Pierre Dac completed this maxim of Montesquieu by adding, “and the worst is the friend of excess.“
Climate paradox: reducing pollution increases warming
According to an article in France 24 (April 2024): “Several scientific studies have recently confirmed the role played by the decrease in air pollution (especially CO2 and fine particles harmful to health) over the past 30 years in climate change. However, the extent of the phenomenon still divides the scientific community .”
Rest assured, this article is not conspiracy-minded or seeking to invalidate the insufficient efforts made to reduce CO2 and pollutant emissions over the past 30 years, as reduction increases warming No, it confirms that we must indeed reduce pollution, as it also has a disastrous effect on health. However, it simply reflects that we live in a complex world in which solutions, although simple to express, generate second and third-level implications, making decision-making even more difficult for each of us.
Contradictory or paradoxical injunctions
Our complex world reveals many contradictions generating frustrations, misunderstandings and anxieties in the face of the inability to interpret the right path. This still leaves the choice to ignore one injunction over another. However, when these directives become laws, they can cause severe stress, burnout, or even suicides.
Experts and specialists in their respective fields, to see the broader picture and agree on compromises that balance necessary changes with social acceptance.

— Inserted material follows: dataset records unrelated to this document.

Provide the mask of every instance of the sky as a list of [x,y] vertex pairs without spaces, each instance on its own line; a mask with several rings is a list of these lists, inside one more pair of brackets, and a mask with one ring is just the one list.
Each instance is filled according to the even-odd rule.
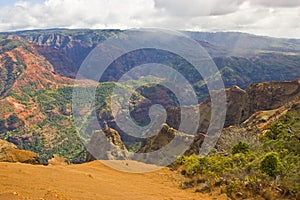
[[300,38],[300,0],[0,0],[0,32],[142,27]]

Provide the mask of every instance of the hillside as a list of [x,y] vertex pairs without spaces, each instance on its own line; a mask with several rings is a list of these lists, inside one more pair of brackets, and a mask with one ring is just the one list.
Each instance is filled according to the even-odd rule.
[[204,193],[221,188],[236,200],[298,200],[299,116],[299,101],[256,112],[244,123],[223,129],[208,156],[182,156],[175,169],[187,178],[186,187]]
[[[70,158],[63,149],[71,144],[71,152],[75,151],[71,157],[83,151],[69,117],[70,103],[66,103],[71,99],[73,79],[56,74],[52,64],[33,45],[17,36],[1,40],[0,76],[1,139],[38,152],[44,161],[52,153]],[[91,84],[85,80],[81,83]],[[47,105],[53,101],[51,96],[57,98],[52,106]],[[53,152],[53,148],[57,150]]]

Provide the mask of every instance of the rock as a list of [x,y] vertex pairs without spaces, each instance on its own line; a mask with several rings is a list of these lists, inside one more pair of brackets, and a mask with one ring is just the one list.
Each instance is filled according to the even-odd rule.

But is that their role? Their expertise often overlooks the social aspects of change, the adjustment variable of compromises, which should be political and understandable, but not simplistic.
Recently, European farmers faced with these dilemmas have peacefully but visibly urged their governments to find a middle ground, taking into account special cases. But when these special cases become a publicised and active minority, extreme blocking reactions sometimes occur.
As citizens, we also face these conflicting directives, eroding our trust in institutions that struggle to find consensus. This is especially true at the European level, where directives are often interpreted too strictly by Member States, without fully considering local consequences. As a result, citizens feel less heard and protected.
What to do in the face of these contradictory and paradoxical injunctions?
Individually: Choose your battles through even minimal commitment to one or more causes that are close to your heart can serve as a personal compass. Even the smallest commitment is useful, as you don’t need to be an activist to get involved, thanks to various forms and tools of engagement.
But what about collectively? To avoid paradoxical injunctions, we need another way of governing and governance principles that allow for individual and collective progress. This new way of governing is illustrated by sites like Make.org, for example, which tries to find these more balanced middle grounds through citizen consultation on major topics that are debated. It becomes essential for each of us to no longer hesitate to join the debate before frustration turns into revolt.
Finally, for decision-makers, both governmental and corporate, but also for the engaged citizen, we need more precise indicators to improve incentives towards a collective balance. Thanks to AI and data analysis that make more sense, Wassati research introduces indicators on willingness to engage, on important topics, and on emotions to improve the social acceptability of decisions.